Last Wednesday, the U.S. Federal Reserve raised the interest rate by 50 basis points (0.5%) on loans and deposits, the largest increase in 22 years. The Fed did so in order to reduce liquidity in the market and control inflation rates, which reached more than 8.5%, the highest in 40 years.
Locally, and following the Fed’s rate hike, the Central Bank of Jordan raised the interest rate by 50 points. This decision has both positive effects and negative ones as well.
Its positive effects can be summed up by the fact that this will contribute to the stability of the dinar and the preservation of investments, especially since the interest margin for deposits between Jordan and the Gulf is around 1.5%. Raising the interest rate by 0.5% will maintain this margin and the balances of individuals and institutions across the Gulf in Jordanian banks, especially since all of the central banks in the Gulf raised their interest rates as well. It will also necessarily attract other investments from those countries.
Also, raising the interest rate will control inflation, which locally reached more than 2.2% and is expected to reach more than 3% before the end of this year. Raising the interest rate by 50 points has a positive and direct impact on inflation.
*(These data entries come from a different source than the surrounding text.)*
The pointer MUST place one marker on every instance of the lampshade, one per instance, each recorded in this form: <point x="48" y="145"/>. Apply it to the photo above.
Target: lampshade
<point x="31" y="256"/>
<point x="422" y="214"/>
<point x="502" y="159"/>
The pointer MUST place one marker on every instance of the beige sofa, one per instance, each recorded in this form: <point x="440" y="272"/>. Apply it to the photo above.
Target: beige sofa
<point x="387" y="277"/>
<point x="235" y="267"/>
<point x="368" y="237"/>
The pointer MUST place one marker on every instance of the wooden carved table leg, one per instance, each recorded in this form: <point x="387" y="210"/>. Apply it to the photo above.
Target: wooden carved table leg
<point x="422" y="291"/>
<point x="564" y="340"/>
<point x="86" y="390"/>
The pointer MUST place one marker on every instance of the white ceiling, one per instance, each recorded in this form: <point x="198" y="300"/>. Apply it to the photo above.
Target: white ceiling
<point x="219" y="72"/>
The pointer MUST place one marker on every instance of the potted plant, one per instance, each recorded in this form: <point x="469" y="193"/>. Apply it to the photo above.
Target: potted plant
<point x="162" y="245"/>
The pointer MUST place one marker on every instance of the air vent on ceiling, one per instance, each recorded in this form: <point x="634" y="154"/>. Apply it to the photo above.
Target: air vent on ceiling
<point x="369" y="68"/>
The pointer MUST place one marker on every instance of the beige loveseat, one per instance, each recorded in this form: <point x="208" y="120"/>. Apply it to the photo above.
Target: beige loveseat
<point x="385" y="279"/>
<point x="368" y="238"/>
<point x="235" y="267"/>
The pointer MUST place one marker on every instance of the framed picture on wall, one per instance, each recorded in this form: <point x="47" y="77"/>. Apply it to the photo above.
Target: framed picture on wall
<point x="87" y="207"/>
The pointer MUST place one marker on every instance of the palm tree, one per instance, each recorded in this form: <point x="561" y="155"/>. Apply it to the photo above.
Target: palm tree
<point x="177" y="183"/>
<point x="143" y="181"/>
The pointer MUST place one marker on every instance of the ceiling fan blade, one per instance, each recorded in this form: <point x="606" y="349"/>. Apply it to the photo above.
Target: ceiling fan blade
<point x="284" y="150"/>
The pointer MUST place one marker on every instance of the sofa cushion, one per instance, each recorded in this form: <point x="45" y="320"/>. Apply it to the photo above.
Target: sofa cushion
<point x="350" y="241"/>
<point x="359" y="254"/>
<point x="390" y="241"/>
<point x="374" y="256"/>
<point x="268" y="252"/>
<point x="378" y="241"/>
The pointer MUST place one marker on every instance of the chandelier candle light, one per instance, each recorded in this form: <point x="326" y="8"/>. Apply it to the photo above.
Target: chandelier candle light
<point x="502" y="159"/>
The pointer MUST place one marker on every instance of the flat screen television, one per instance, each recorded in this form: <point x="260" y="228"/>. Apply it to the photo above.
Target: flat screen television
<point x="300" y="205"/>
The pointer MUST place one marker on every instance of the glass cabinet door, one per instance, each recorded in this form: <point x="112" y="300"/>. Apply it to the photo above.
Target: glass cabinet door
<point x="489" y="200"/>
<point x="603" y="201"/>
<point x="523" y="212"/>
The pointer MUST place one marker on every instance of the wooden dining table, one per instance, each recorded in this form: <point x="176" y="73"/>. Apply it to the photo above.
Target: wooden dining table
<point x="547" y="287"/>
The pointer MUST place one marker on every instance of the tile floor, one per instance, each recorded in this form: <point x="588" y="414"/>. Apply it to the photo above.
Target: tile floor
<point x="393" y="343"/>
Yes, there will be an impact on economic growth in the short term, but in the medium and long term it will be an attractive factor, especially since the pegged price of the dinar against the dollar, in force since 1995, has played an important and significant role in the stability of Jordanian monetary policy and in attracting investments.
In order for growth not to be affected, fiscal policy will require some adjustments; this is the responsibility of governments, in order to avoid the economy falling into so-called stagflation and deflation.
Also, one of the positive effects of raising interest rates is that the central bank loan allocated to production sectors, including industry, will not be affected and will remain within 2%; this is most important for the continuation of production.
As for the negative effects of this decision, they will first be borne by the treasury, and then by institutions and individuals.
The negative impact on the treasury will be the high interest rates on past and future loan installments that the government pays to donor institutions and local banks. The amount that the government intends to borrow this year will be at higher interest rates, and this will result in a larger deficit than was expected in the 2022 budget.
As for the impact of the higher interest rates on individuals and institutions, it is expected that these rates will rise at least 0.5% to 1%. This will requires some flexibility on the part of the banks so that the number of defaulters does not increase, especially since individual loans cannot bear more rises. It is hoped that local banks will bear part of these rises under these delicate economic circumstance.
In conclusion, governments must find quick solutions and reforms, as directed by His Majesty the King in the economic workshop, in the form of fiscal policy tools to support citizens and the various economic sectors for fear of deflation.